Golf enthusiasts will be attracted to the inaugural Cape Town Golf Festival during August 21 – 26, 2017. According to Jeff Rosenberg, Chairman of Fedhasa Cape, this initiative was as a result of the initial discussions that took place between the Executive Mayor, Alderman Patricia De Lille, and Fedhasa, in an attempt to create new events to be held particularly in the winter months. This year 120 keen golfers will have six days together to enjoy their passion and to experience the Cape countryside. Tournament Director, Reg Ferreira, comments: “The beautiful locations - stunning sea views from both the Milnerton and Clovelly golf courses, the iconic Table Mountain within good sight from Milnerton, to the delights of green vineyards around Durbanville – are bound to appeal to golfers from all over the world.”

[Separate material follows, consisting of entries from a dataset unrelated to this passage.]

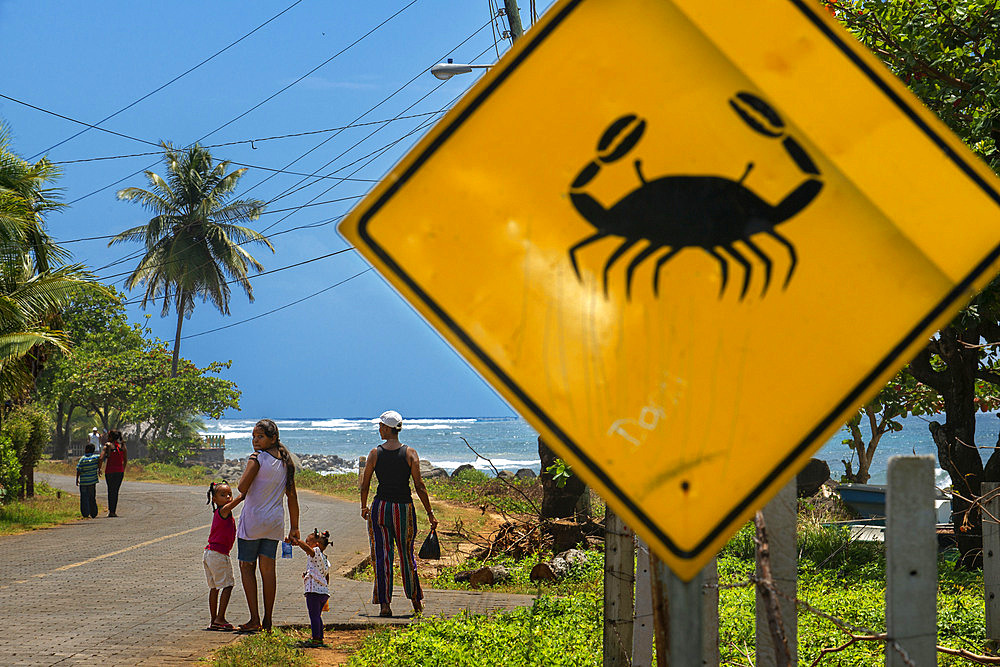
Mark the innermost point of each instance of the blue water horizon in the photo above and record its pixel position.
(511, 443)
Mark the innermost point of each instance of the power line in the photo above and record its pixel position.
(270, 312)
(379, 153)
(227, 143)
(136, 173)
(153, 92)
(371, 109)
(375, 153)
(167, 295)
(277, 210)
(271, 97)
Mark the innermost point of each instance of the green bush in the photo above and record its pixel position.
(855, 593)
(552, 632)
(275, 649)
(28, 428)
(10, 470)
(829, 547)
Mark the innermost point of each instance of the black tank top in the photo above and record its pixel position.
(393, 473)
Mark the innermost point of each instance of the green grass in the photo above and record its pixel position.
(49, 507)
(582, 577)
(849, 586)
(473, 487)
(842, 578)
(139, 470)
(552, 632)
(275, 649)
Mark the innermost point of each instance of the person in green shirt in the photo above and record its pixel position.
(86, 478)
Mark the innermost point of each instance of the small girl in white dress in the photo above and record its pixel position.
(316, 579)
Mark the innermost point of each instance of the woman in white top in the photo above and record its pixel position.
(269, 476)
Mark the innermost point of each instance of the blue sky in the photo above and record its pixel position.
(354, 350)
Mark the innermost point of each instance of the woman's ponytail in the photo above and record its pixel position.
(271, 430)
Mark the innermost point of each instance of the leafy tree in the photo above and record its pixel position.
(97, 326)
(34, 282)
(903, 396)
(166, 409)
(193, 242)
(947, 53)
(27, 428)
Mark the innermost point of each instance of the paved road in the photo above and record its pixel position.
(132, 591)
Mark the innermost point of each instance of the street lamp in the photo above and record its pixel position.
(445, 71)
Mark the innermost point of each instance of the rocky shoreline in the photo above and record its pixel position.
(231, 469)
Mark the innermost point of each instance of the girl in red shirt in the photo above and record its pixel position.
(218, 567)
(116, 456)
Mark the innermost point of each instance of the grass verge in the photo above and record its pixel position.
(275, 649)
(141, 471)
(49, 507)
(552, 632)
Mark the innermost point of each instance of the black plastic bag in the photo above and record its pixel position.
(431, 548)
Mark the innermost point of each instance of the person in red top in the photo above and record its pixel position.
(218, 567)
(114, 456)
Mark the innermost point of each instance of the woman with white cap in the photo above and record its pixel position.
(392, 518)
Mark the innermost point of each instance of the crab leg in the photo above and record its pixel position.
(659, 265)
(763, 258)
(724, 267)
(586, 241)
(791, 252)
(628, 243)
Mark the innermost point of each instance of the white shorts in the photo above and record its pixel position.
(218, 569)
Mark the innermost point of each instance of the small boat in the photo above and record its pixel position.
(868, 500)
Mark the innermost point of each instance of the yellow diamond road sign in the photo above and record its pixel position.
(685, 240)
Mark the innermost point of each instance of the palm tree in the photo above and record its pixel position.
(34, 282)
(194, 244)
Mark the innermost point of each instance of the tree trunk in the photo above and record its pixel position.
(557, 503)
(177, 336)
(956, 443)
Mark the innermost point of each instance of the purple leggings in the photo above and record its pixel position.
(314, 603)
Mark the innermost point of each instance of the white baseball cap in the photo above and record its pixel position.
(392, 419)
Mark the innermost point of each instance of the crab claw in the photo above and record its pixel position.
(758, 114)
(608, 150)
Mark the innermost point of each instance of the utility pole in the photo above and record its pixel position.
(513, 19)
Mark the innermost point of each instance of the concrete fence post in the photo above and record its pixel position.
(911, 563)
(780, 520)
(991, 559)
(619, 563)
(642, 631)
(678, 617)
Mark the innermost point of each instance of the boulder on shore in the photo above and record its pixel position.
(430, 471)
(811, 478)
(462, 468)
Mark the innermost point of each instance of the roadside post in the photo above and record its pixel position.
(685, 239)
(991, 559)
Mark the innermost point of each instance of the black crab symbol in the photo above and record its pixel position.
(708, 212)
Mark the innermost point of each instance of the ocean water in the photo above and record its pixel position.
(511, 443)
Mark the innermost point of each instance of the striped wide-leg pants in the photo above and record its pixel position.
(391, 523)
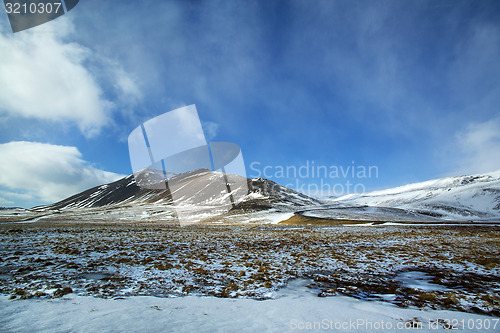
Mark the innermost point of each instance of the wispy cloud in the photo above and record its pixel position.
(46, 172)
(43, 76)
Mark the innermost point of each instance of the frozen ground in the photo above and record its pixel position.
(294, 308)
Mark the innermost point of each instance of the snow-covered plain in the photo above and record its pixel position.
(292, 309)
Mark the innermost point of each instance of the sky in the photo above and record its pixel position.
(410, 89)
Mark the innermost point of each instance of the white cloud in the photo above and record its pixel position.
(480, 145)
(44, 77)
(210, 129)
(47, 172)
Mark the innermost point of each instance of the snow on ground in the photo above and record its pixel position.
(292, 309)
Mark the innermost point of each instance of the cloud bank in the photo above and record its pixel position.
(46, 172)
(480, 146)
(45, 77)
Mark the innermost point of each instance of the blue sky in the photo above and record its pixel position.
(411, 87)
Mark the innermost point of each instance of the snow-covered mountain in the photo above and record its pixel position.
(463, 198)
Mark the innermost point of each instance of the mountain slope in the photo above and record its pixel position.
(462, 198)
(258, 192)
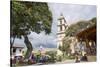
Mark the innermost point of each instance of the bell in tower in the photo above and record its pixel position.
(62, 26)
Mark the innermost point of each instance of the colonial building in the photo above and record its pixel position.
(62, 26)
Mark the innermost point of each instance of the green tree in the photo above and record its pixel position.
(26, 17)
(80, 25)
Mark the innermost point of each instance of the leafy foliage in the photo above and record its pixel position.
(29, 16)
(75, 28)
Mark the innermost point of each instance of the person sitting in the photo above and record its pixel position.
(84, 58)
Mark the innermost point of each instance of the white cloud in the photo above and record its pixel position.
(71, 12)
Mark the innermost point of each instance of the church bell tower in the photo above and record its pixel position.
(61, 26)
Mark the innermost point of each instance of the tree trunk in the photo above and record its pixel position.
(11, 45)
(29, 47)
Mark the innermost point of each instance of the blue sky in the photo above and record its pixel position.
(72, 14)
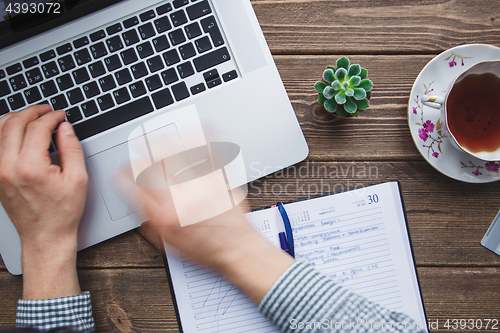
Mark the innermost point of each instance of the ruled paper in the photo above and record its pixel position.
(358, 239)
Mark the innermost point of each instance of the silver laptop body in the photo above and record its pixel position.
(230, 78)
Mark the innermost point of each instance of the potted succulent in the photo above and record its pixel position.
(345, 90)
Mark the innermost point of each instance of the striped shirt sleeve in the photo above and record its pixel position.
(74, 312)
(304, 300)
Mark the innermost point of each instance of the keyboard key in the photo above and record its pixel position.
(171, 57)
(146, 31)
(112, 118)
(153, 82)
(114, 44)
(147, 15)
(210, 26)
(162, 98)
(162, 24)
(4, 88)
(64, 82)
(13, 69)
(180, 91)
(59, 102)
(97, 69)
(28, 63)
(180, 3)
(130, 22)
(107, 83)
(66, 63)
(177, 37)
(80, 42)
(178, 18)
(98, 50)
(50, 69)
(161, 43)
(47, 55)
(123, 76)
(203, 44)
(18, 82)
(197, 88)
(91, 89)
(73, 114)
(144, 50)
(187, 51)
(112, 63)
(198, 10)
(115, 28)
(130, 37)
(3, 107)
(155, 64)
(121, 95)
(89, 109)
(169, 76)
(82, 57)
(164, 9)
(129, 56)
(193, 30)
(75, 96)
(48, 88)
(139, 70)
(81, 75)
(105, 102)
(63, 49)
(185, 70)
(211, 59)
(137, 89)
(16, 101)
(32, 95)
(97, 35)
(230, 76)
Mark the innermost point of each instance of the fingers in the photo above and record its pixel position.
(14, 127)
(70, 153)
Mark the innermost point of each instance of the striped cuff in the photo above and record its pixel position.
(74, 312)
(304, 300)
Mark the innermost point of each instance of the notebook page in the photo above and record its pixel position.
(209, 303)
(359, 240)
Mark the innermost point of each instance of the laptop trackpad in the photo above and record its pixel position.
(105, 166)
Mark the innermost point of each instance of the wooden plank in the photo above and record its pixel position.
(380, 133)
(138, 300)
(376, 27)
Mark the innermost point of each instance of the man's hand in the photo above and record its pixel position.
(44, 201)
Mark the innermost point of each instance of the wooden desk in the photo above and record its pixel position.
(393, 39)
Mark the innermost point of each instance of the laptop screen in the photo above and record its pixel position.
(21, 19)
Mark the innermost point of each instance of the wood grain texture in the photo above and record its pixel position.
(138, 300)
(376, 27)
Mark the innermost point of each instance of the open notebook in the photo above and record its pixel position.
(357, 238)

The Cape Town Golf Festival is a prime opportunity to showcase that outdoor activities are just as enjoyable during winter as during any other time of the year. According to Enver Duminy, CEO of Cape Town Tourism, the view that the winter months are undesirable for a visit to Cape Town is misguided. He explains that, “Firstly, if one looks at the average number of days of rain during the winter months, it’s clear we do not have constant rain and gloomy days during the cooler months of June, July and August. In fact, statistics show that the average number of days of rain is about nine per month, which means that a visitor could well enjoy a week’s stay in the city without feeling a drop.”

Winter Events

The city’s events calendar also serves to bring more visitors here. For instance, wine-lovers and foodies are spoilt for choice with the Taste of Cape Town Festival, the Riebeek Valley Olive Festival and the Franschhoek Bastille Festival. Nature-lovers have whales visiting and the wild flowers every year.
Similarly, for those with an interest in culture and literature, a visit during the Suidoosterfees or the Franschhoek Literary Festival makes great sense.
Various bodies regularly identify opportunities for new events that will bring visitors to the city. The City of Cape Town recently secured the National Judo Ranking Event, which took place in early May, bringing over 1 000 visitors here. According to Dr Theuns Vivian, Head: Destination Development for the City, “We now have a good chance of securing the next SA championships for Cape Town.”

Conferences in Winter

There is also an opportunity to look beyond leisure tourism only. “Business tourism is generally very profitable, so we need to tap into this even more,” explains Ryan Ravens, the CEO of Accelerate Cape Town. “With so many top-notch conference facilities available, attracting conferences during the winter months is a priority.”

Winter Campaigns

The Love Cape Town City Breaks campaign is geared to attract more visitors to Cape Town during the quieter period. Information has been put together to cater for particular preferences, such as outdoor experiences, sport, food, shopping, etc. The ideas are available on the Cape Town Tourism website – see www.capetown.travel/city-breaks. “These ideas are great for locals, as well as visitors,” Enver Duminy explains. “For those needing to fly in from elsewhere – Johannesburg, Durban and Namibia – special discounted packages are offered by kulula and Flight Centre.”

Halal Partnerships

With South Africa ranked as the 4th destination globally to attract Muslim visitors and the Western Cape being the preferred province for leisure tourism Wesgro, in partnership with dNata Global, launched a Ramadan Campaign at the end of May targeting the following regions in the Middle East: Dubai, Qatar, Bahrain, Kuwait, Oman and the Kingdom of Saudi Arabia. A call for participation to industry will be shared on various platforms for inclusion purposes.
Also with the Muslim traveller in mind, Cape Town Tourism has partnered with CrescentRating, the world’s leading authority on halal travel and a globally recognized independent rating and accreditation service for halal-friendly travel services. CrescentRating has run workshops and training sessions to create awareness and help prepare businesses unlock the potential within the halal travel market. CrescentRating is presently conducting audits of Cape Town’s facilities as well.

Initiatives such as these are crucial in limiting the negative impact of seasonality. Creative thinking, coupled with the will to make an impact, are core to turning the tide on seasonality.